Whitehouse Reups Call for Passage of SCERT Act Following Alito Refusal to Recuse from January 6th Cases Despite MAGA Battle Flags Having Flown From His Homes

Washington, DC – U.S. Senator Sheldon Whitehouse (D-RI), Chair of the Judiciary Subcommittee on Federal Courts, today responded to Supreme Court Justice Samuel Alito’s letter addressed to Senate Majority Whip Dick Durbin (D-IL) and Whitehouse, in which Justice Alito refused to recuse from cases related to the January 6th insurrection, despite the display of MAGA battle flags at two of his homes.

“Justice Alito’s story conflicts with the accounts of other people involved, and the Supreme Court — uniquely in all of government — has no mechanism for getting to the truth.  If the Court won’t create one, then we need to, and my SCERT Act would do that,” said Whitehouse.

Two reports from The New York Times indicate that MAGA battle flags carried by insurrectionists at the Capitol on January 6th were flown at two of Justice Alito’s residences.  In a letter sent last week to Chief Justice John Roberts, Durbin and Whitehouse called on the Chief Justice to implement an enforceable code of conduct at the Court, and requested a meeting with the Chief Justice to discuss the Supreme Court’s worsening ethics crisis.  The letter also requested that the Chief Justice ensure Justice Alito recuses from cases related to the January 6th insurrection.

Whitehouse’s Supreme Court Ethics, Recusal, and Transparency (SCERT) Act was advanced by the Senate Judiciary Committee last July.  The bill would require Supreme Court justices to adopt a binding code of conduct, create a mechanism to investigate alleged violations of the code of conduct and other laws, improve disclosure and transparency when a justice has a connection to a party or amicus before the Court, end the practice of justices ruling on their own conflicts of interests, and require justices to explain their recusal decisions to the public. 

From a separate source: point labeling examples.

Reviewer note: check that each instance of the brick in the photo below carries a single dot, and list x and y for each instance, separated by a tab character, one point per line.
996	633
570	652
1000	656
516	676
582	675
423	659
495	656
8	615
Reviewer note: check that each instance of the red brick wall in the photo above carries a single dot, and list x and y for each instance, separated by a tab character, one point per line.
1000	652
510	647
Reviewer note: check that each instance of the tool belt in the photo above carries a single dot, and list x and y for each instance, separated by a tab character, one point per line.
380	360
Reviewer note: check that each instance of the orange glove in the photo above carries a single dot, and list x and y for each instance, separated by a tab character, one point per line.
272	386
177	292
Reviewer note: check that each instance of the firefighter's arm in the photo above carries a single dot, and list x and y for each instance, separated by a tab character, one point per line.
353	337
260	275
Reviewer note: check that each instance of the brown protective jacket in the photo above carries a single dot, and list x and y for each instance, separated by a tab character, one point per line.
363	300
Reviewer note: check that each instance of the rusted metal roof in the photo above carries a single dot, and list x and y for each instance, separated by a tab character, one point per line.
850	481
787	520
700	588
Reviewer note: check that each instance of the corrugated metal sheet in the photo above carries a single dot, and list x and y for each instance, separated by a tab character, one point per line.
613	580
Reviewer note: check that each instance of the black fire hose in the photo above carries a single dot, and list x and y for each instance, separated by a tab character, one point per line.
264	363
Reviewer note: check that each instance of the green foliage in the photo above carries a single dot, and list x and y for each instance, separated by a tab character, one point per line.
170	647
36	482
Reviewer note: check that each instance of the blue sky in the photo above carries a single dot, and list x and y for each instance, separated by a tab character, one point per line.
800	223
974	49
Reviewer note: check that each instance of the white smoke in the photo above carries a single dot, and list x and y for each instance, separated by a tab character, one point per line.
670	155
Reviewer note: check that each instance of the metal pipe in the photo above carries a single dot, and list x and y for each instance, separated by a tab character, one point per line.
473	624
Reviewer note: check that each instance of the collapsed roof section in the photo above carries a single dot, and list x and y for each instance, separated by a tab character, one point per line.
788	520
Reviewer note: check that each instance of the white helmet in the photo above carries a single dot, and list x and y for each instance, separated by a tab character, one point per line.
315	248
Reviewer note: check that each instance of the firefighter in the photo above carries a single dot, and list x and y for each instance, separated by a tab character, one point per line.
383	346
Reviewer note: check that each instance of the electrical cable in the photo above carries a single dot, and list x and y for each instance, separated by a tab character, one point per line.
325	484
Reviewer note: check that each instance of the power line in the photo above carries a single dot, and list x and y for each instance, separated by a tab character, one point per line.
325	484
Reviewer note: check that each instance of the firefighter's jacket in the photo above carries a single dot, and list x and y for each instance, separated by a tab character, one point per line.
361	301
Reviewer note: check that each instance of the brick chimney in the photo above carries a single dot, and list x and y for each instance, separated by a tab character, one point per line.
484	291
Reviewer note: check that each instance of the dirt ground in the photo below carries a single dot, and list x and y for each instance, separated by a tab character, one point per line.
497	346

Congress has an appropriate and well-established role in oversight of the judiciary and updating ethics laws that apply to federal officials, including justices and judges.  Congress passed the Ethics in Government Act and judicial recusal law, which expressly apply to the justices.  Congress also created through statute the Judicial Conference, which administers financial disclosure laws for the entire judiciary.